But I'd like to make a local change to the SDK and have the Electron app consume it. This is proving problematic.

The approach I took is to, from the Electron app directory, run

npm install /path/to/sdk/moduleB

i.e. Based on the answers to how to specify local modules as npm package dependencies

However there's a problem. The SDK's sub-modules registers with a core module. i.e. To make an instance available.

When I use a local path to moduleB it cannot find the core module. I don't specify core as a dependency in moduleB. But if I do npm installs a copy under

/path/to/sdk/moduleB/node_modules/core

rather than re-use the module already defined at

./node_modules/core

i.e. Even though they're using the same version.

This behaviour (at least the re-installation of core) makes some sense if you understand how npm resolves the same dependency with different versions.

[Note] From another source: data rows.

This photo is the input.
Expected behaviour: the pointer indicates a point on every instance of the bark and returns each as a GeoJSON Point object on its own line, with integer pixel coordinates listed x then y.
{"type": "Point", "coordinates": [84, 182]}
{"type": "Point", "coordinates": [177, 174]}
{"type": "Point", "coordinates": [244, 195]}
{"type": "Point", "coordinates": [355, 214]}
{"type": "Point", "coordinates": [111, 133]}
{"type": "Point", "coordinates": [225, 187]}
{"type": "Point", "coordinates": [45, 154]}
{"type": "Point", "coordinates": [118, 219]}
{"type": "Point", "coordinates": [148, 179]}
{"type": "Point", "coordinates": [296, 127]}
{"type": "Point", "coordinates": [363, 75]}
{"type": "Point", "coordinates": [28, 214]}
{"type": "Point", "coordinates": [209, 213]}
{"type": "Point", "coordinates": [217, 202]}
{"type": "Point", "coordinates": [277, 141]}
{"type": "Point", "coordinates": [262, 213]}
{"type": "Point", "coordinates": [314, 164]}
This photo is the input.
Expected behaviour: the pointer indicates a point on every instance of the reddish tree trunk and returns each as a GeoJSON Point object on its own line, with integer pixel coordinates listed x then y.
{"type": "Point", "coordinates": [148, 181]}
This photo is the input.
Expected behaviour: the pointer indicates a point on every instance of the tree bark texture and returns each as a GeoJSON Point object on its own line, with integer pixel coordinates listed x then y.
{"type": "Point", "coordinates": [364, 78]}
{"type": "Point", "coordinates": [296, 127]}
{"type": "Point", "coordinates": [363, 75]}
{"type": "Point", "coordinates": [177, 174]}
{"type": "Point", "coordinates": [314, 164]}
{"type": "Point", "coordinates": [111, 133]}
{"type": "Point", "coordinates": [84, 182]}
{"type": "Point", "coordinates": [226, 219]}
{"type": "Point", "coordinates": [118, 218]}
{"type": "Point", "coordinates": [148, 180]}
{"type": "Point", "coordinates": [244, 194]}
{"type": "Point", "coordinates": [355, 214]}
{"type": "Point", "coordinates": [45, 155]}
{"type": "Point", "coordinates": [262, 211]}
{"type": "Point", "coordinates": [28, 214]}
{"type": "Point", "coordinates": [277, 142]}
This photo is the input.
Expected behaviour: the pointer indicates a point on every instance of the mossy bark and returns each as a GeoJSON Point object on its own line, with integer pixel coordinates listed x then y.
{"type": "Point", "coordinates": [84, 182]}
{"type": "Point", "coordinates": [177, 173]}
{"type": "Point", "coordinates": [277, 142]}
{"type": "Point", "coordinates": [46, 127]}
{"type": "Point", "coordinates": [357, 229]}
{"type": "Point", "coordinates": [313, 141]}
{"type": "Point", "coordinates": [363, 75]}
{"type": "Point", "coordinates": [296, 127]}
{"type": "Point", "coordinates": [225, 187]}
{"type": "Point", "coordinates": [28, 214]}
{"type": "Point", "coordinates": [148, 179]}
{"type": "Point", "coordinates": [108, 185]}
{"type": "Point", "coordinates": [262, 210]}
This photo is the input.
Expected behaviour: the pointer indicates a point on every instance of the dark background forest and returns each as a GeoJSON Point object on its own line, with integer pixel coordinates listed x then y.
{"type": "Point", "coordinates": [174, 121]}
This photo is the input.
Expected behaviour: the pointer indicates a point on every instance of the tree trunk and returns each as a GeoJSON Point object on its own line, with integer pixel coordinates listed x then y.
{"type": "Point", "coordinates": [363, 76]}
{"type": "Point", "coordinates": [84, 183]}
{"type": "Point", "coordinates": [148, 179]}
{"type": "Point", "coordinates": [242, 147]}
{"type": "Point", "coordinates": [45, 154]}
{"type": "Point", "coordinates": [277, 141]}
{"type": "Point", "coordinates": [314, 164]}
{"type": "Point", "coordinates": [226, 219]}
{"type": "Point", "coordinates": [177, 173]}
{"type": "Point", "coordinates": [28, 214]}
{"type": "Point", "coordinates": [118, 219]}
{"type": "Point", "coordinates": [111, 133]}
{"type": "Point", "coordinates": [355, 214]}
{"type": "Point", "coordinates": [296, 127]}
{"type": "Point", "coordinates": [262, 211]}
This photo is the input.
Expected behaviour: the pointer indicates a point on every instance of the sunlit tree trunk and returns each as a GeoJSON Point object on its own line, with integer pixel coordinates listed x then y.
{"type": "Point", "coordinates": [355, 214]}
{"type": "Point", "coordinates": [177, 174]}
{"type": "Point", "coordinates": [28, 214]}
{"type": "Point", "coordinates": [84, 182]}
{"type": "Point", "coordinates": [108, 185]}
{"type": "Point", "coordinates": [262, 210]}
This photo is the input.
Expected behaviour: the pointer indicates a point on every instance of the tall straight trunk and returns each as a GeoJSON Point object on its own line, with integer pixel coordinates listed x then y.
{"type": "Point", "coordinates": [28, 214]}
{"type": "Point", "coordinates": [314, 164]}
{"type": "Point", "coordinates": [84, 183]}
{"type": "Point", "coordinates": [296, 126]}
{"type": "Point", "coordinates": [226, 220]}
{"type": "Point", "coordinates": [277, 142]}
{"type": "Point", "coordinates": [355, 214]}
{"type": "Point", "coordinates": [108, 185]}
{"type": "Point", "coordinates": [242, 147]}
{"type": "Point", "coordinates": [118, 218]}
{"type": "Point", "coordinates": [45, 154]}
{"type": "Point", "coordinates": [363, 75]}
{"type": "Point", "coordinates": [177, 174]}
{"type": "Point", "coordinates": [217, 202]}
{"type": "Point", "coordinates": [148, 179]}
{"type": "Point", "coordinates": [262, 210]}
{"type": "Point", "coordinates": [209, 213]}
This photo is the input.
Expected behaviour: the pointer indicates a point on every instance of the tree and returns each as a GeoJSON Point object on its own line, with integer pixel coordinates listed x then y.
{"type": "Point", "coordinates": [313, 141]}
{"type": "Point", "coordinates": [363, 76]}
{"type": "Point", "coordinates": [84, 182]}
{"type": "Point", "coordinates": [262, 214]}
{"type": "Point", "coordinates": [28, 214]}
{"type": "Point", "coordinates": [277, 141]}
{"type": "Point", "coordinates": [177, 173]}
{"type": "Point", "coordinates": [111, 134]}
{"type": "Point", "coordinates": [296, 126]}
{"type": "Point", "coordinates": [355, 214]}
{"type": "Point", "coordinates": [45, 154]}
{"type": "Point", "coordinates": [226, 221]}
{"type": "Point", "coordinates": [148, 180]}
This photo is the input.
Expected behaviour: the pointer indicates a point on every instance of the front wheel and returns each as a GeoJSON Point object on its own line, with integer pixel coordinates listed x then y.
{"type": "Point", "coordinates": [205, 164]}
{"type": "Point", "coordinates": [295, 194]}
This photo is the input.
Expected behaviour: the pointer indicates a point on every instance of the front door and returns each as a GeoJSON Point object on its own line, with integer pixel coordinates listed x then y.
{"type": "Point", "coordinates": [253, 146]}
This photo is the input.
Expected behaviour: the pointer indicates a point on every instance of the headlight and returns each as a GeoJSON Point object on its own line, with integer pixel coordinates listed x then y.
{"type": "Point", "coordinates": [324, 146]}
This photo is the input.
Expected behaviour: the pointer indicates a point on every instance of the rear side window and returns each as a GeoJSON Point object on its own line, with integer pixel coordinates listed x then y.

https://medium.com/learnwithrahul/understanding-npm-dependency-resolution-84a24180901b

and

https://docs.npmjs.com/cli/install

npm install :

Install the package in the directory as a symlink in the current project. Its dependencies will be installed before it’s linked. If sits inside the root of your project, its dependencies may be hoisted to the toplevel node_modules as they would for other types of dependencies.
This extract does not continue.